Doing a few google searches reveals a product that came with VS2003 called ACT (Application Center Test) that did load testing. This doesn't seem to be distributed any longer
I'd like to be able to get a baseline test of this page before I try to optimize it, so I can see what my changes are doing.
Profiling applications such as dotTrace from Jetbrains may play into it and I have already isolated some operations that are taking a while within the page using trace.
What are the best practices and tools surrounding performance and load testing? I'm mainly looking to be able to see results not how to accomplish them.
Here is an article showing how to profile using VSTS profiler.
If broken it is, fix it you should
Also apart from all the tools why not try enabling the "Health Monitoring" feature of asp.net.
It provides some good information for analysis. It emits out essential information related to process, memory, diskusage, counters etc. HM with VSTS loadtesting gives you a good platform for analysis.
Check out the below link..
How to configure HealthMonitoring?
Also, for reference to some checklist have a look at the following rules/tips from yahoo....
High performance website rules/tips
HttpWatch is also a good tool to for identifying specific performance issues.
HttpWatch - Link
Also have a look at some of the tips here..
10 ASP.NET Performance and Scalability secret
Take a look at the ANTS Profiler from Red Gate. I use a whole slew of the Red Gate products and am very satisfied!
There are a lot of different paths you can go down. Assuming a MS environment you can leverage some of the team system tools such as MS Team Tester to record tests and perform load testing against your site. These can be set to run as part of an automated build process.
A list of tools is located at: http://www.softwareqatest.com/qatweb1.html#LOAD
Now, you might start off simple. In this case install two firefox plugins: Firebug and YSlow for Firebug. These will give stats and point out issues such as page size, the number of requests made to get the page, etc. They will also make recommendations on some things to fix.
Further, you can use unit tests to execute a lot of the code behind to see what functions are hurting you.
You can do all sorts of testing if u have full MS dev system with TFS and Visual Studio Team Edition. Based on what I see here
I recently had a nice .Net bug which was running rampant. This tool sorta helped, but in your case, I could see it working nicely..
http://www.jetbrains.com/profiler/
Most of the time we've used WCAT from Microsoft. If your searches where bring up ACT then this is probably the tool you want to grab if you are looking for requests per second and the such. Mike Volodarsky has a good point pointing the way on how to grab this.

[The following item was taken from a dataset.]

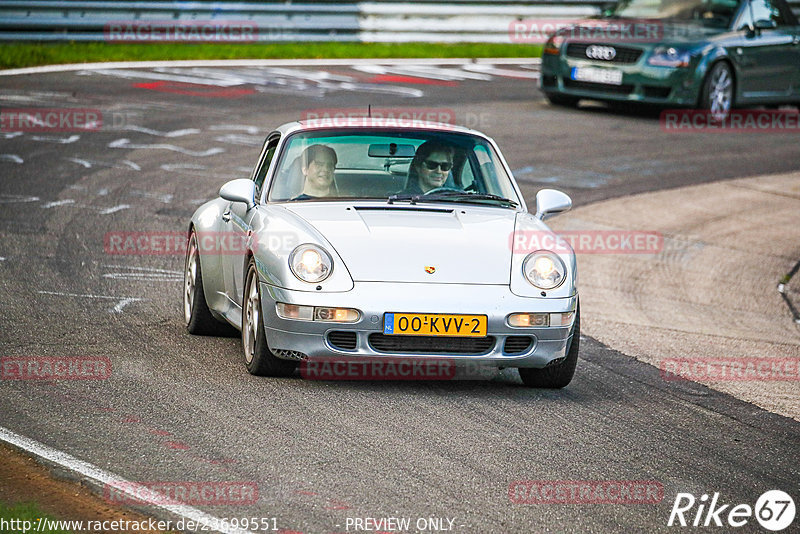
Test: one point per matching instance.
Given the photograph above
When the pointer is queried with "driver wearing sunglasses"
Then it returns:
(429, 169)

We use it quite a bit internally when it comes to testing our network infrastructure or new web application and it is incredibly flexible once you get going with it. And it seems every demo Microsoft has done for us with new web tech they seem to be busting out WCAT to show off the improvements.
It's command line driven so it's kinda old school, but if you want power and customization it can't be beat. Especially for free.
Now, we use DotTrace also on our own applications when trying to track down performance issues, and the RedGate tools are also nice. I'd definitely recommend a combination of the two of them. They both give you some pretty solid numbers to track down which part of your app is the slowdown and I can't imagine life without DotTrace.
Visual Studio Test Edition (2008 or 2010) comes with a very good load testing component for ASP.NET apps.
It allows you to get statistics for all the perfmon stats for a server (from basics like CPU and disk waits to garbage collection and SQL locks)
Create a load test for the page and run it, storing the stats in a database for the base line. Subsequent runs can be compared.